Laplace Transform of an equation with more than one variable

[Aeana]

Hey guys, I'm really struggling with an equation that I have to use for a piece of coursework. I think I'm missing something really basic but I can't seem to get past it and wondered if somebody else could help.

I want to know if it's possible to find the Laplace transform of the following:

du/dt=-0.0291*u+0.0629*w-32*theta+(0.2/m)*deltaT

I've tried everything I can think of including taking the Laplace transform of each variable and then adding them together at the end which I don't think works. I've searched everywhere I can think of for an answer to my problem but I've found nothing.

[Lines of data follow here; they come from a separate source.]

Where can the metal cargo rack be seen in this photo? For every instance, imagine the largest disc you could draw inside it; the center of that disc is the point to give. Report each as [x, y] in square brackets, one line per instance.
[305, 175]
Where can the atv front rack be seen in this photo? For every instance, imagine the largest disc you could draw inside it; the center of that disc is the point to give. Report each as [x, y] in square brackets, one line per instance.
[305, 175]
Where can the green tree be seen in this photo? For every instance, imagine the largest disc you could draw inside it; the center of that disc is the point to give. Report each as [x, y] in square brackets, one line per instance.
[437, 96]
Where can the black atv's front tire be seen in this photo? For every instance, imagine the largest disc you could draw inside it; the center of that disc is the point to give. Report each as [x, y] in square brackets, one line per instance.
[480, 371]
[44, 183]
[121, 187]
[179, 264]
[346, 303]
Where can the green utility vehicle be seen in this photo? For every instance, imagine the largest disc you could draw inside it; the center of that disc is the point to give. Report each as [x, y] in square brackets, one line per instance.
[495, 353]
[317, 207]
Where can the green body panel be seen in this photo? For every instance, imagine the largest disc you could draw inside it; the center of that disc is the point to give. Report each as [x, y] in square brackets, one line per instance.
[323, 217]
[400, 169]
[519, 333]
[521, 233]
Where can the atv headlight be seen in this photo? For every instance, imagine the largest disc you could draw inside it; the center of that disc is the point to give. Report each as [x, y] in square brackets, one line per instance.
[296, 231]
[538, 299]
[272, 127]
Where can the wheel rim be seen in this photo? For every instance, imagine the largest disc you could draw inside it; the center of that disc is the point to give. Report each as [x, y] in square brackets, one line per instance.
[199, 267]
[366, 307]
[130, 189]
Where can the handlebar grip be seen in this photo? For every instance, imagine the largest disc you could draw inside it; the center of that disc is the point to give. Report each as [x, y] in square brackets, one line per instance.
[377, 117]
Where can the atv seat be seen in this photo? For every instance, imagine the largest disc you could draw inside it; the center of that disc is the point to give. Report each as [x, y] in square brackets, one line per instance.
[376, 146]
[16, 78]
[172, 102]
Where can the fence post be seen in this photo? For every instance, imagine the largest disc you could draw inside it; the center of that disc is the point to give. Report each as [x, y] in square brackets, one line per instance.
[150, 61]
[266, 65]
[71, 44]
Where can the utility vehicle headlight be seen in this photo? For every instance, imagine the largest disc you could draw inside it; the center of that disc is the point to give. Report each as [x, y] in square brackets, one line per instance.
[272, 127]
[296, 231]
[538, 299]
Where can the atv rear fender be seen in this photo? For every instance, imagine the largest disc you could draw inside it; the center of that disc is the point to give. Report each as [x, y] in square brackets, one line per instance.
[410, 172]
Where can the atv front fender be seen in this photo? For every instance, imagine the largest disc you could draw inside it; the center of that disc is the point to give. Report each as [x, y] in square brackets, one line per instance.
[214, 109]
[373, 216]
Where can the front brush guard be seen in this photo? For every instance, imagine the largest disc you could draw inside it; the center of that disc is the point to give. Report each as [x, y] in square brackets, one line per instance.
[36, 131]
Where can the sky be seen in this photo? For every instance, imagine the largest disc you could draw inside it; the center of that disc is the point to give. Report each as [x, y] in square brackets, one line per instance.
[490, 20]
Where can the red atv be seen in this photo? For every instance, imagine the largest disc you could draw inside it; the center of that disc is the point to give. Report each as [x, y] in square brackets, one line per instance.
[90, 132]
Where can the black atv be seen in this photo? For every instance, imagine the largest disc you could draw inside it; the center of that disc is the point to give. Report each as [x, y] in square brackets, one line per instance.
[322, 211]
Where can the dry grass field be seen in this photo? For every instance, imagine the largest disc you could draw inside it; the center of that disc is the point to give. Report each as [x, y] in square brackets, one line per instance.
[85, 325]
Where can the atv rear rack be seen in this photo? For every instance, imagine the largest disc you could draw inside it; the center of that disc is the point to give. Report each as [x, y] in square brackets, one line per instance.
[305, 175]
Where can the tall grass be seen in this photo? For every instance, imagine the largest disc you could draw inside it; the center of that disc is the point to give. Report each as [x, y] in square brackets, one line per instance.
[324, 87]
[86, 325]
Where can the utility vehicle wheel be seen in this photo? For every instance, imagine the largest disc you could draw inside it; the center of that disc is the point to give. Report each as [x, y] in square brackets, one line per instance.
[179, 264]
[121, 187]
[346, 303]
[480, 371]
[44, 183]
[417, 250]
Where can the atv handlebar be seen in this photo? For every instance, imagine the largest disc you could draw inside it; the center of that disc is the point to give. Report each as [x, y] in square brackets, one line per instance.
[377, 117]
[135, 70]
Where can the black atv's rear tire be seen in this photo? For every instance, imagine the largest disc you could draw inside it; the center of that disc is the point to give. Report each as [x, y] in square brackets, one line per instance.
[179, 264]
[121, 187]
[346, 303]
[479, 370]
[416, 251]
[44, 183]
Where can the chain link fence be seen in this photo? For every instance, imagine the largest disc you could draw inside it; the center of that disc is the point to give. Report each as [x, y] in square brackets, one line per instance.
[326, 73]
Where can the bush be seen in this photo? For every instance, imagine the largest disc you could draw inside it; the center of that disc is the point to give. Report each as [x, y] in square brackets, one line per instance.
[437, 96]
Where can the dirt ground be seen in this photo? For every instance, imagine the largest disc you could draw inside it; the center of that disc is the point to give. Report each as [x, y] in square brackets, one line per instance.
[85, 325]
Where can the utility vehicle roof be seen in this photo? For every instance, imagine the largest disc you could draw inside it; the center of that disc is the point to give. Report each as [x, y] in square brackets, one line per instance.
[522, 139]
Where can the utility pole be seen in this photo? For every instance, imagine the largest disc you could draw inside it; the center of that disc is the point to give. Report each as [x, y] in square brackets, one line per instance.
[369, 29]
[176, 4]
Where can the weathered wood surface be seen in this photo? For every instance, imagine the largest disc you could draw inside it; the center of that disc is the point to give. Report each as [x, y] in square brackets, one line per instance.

Can somebody please help me?

 

[HallsofIvy]

Are you saying that u and w are independent variables? Then one equation is simply not enough to determine two variables. If you had two equations, then you could take the Laplace transform of both sides of both equations to get two algebraic equations in the Laplace transforms of u and w.

Assuming that the theta and deltaT are constants, taking the Laplace transform of both sides of this equation, and writing U(s) and W(s) for the transforms of u(t) and w(t), respectively,
sU(x)- u(0)= -0.0291U(s)+ 0.0629W(s)+ ((0.2/m)deltaT- 32theta)/s

 

[Aeana]

Thanks for replying HallsofIvy. u and w are independent variables yes, they are derived from other equations which are computed in simulink. However to be able to compute the values for u,w,etc. I must know the transfer function for the equation mentioned previously. It's very messy.